Superheroes have been a part of everyday life for more than a hundred years. They star in movies, grace advertisements, walk the red carpet, and occasionally save a life or two. Empires have risen and fallen because of them, and time after time they have saved Earth from certain annihilation.
And they have become irrelevant.
With supervillains effectively extinct, superheroes have become idle and are in danger of losing their funding and their livelihoods. Fearing this, a team of heroes have come up with a drastic plan: to create a team of supervillains who answer only to them, staging crimes so they will have someone to fight.
These are the stories of the men, women and monsters who take part in this dangerous program.
These are Almost Infamous: Origins.
Previously on Almost Infamous: Origins: Prospects, Unwanted, Torches and Pitchforks, The Redcape, and Family Business.
Almost Infamous: Villain Worship
By Matt Carter
Iron Bear
Kryziu Kalnas, Lithuania, USSR
If life were better, I liked to think I would have been a teacher. I always believed there was a certain nobility in molding the minds of the future so they wouldn’t make the mistakes of the present.
But life wasn’t better, and the only future I could determine was mine and my family’s (which at the moment was just my little sister), and that of anyone foolish enough to get in my way.
That was why I liked to set the terms for all business deals whenever possible.
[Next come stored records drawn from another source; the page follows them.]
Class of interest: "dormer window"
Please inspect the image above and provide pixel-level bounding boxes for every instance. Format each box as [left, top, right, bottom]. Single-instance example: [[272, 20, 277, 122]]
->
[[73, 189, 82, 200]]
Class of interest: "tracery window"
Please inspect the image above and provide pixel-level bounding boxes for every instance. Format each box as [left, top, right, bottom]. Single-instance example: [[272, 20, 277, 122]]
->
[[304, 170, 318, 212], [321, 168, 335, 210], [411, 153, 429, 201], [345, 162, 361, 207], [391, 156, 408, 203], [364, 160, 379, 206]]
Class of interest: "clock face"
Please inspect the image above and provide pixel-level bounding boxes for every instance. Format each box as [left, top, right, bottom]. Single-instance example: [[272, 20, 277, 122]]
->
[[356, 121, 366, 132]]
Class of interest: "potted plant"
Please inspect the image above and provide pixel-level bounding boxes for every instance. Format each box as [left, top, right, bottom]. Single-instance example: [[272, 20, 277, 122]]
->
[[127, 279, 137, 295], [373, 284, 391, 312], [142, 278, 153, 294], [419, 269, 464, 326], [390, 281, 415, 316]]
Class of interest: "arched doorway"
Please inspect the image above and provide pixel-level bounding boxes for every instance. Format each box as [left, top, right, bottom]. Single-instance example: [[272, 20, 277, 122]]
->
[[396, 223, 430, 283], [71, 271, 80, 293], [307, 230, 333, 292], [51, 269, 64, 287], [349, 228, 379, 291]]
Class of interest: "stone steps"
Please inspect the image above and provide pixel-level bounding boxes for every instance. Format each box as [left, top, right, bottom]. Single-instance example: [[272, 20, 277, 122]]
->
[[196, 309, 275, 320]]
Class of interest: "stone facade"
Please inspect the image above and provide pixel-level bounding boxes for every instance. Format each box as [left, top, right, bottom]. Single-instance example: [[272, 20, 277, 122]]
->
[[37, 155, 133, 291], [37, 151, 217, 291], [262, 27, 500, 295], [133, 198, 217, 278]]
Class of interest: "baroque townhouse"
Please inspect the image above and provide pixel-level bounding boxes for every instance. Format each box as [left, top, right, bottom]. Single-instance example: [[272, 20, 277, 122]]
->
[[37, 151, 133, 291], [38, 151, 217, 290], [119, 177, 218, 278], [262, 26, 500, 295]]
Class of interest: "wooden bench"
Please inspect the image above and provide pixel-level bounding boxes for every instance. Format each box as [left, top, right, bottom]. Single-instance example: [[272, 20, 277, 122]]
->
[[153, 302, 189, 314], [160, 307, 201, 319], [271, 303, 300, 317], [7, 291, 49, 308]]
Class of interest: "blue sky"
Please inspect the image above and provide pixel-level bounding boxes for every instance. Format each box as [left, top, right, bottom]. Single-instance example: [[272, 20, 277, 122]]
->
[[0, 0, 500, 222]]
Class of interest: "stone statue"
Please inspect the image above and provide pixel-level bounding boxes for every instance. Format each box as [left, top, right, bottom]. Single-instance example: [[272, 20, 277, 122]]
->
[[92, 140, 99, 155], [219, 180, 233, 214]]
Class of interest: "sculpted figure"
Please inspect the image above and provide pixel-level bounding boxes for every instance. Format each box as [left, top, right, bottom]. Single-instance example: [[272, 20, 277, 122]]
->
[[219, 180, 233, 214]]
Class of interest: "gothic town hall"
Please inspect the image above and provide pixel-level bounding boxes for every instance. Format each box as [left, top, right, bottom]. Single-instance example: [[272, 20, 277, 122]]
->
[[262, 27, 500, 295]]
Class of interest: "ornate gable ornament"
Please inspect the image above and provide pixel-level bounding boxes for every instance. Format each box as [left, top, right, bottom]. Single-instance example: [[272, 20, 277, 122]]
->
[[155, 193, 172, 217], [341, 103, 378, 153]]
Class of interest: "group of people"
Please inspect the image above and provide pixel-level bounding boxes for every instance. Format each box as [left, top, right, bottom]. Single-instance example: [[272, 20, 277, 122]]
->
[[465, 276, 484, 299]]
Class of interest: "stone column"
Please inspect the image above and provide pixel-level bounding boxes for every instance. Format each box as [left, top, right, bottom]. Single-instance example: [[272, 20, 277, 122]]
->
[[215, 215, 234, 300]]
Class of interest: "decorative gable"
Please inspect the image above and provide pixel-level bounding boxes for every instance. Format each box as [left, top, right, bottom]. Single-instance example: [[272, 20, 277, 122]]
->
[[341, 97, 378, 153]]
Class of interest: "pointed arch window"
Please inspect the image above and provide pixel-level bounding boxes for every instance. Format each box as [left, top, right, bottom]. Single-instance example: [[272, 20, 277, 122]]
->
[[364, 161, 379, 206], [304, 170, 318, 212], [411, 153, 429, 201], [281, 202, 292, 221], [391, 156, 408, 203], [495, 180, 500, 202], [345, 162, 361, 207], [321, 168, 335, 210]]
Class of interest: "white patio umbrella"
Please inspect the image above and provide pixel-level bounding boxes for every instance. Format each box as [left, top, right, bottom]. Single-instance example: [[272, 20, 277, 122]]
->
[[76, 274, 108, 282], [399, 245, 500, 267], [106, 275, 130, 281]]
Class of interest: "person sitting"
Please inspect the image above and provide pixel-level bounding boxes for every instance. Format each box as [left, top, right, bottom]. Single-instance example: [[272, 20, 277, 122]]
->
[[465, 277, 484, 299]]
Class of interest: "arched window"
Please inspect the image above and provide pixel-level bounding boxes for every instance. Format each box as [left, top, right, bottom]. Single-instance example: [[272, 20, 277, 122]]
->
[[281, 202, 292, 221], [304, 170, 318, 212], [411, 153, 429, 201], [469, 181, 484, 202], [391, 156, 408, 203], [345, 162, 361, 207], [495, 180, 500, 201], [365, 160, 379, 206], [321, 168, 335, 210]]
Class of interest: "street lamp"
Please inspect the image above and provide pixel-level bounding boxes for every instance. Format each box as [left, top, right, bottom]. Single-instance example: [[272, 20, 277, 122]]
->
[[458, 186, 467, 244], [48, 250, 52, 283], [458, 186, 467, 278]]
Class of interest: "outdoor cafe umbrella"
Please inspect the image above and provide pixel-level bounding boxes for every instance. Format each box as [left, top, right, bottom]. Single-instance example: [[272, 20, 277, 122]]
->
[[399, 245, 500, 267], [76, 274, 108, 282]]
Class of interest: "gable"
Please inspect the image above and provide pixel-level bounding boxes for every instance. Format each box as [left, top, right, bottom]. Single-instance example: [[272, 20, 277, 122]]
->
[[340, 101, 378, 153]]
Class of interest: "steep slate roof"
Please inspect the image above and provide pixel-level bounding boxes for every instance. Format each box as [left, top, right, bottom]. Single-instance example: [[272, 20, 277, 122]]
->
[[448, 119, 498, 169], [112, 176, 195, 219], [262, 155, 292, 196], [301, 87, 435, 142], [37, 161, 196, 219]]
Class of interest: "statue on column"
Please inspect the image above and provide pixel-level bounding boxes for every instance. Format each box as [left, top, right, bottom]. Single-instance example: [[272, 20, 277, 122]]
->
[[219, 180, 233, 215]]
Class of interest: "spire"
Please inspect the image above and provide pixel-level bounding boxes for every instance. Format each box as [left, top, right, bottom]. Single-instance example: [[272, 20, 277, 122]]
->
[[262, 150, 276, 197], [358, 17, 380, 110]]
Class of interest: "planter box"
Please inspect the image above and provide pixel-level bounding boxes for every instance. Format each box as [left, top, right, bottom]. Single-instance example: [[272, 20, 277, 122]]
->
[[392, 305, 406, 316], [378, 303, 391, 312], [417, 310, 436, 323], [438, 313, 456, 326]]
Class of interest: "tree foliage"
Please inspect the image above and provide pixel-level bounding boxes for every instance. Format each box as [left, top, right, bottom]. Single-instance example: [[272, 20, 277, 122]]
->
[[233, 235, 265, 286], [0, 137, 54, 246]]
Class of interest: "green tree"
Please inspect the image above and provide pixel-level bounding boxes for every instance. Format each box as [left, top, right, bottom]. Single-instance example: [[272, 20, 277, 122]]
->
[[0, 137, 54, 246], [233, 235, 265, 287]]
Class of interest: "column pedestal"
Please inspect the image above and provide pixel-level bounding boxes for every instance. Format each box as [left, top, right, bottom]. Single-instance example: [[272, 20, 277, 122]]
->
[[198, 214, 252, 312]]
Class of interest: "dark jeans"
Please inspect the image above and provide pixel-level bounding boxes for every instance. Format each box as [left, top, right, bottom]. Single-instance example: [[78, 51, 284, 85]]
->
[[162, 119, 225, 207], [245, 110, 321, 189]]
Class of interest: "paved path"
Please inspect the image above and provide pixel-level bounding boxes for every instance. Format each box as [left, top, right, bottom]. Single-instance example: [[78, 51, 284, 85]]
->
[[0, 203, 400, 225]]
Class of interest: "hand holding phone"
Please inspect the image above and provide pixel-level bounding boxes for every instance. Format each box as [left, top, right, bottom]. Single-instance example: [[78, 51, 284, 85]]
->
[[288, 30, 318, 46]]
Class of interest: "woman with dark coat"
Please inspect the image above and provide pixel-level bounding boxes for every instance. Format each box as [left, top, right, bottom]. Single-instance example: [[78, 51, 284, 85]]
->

My rank within our organization was pitiful, at best, but knowing my reputation and what I was capable of, my bosses gave me a lot of leeway in setting terms so I could be of most advantage.
That is why I liked to choose the Hill of Crosses.
Some called it a place of pilgrimage, but many others considered it a place of fear. I cannot blame either side. A hill covered in hundreds of thousands of crosses of all ages, shapes and sizes, packed tightly like insects feeding on a carcass, it can be as intimidating as it is awe-inspiring. Every so often our benevolent Soviet authorities liked to make a show of force, try to clean the crosses up, the most recent time I remember being in 2008, but just as quickly as crosses were taken down, people would put them up again.
It was a strange game for a strange place, but one I liked to encourage. Especially since it helped justify my fee.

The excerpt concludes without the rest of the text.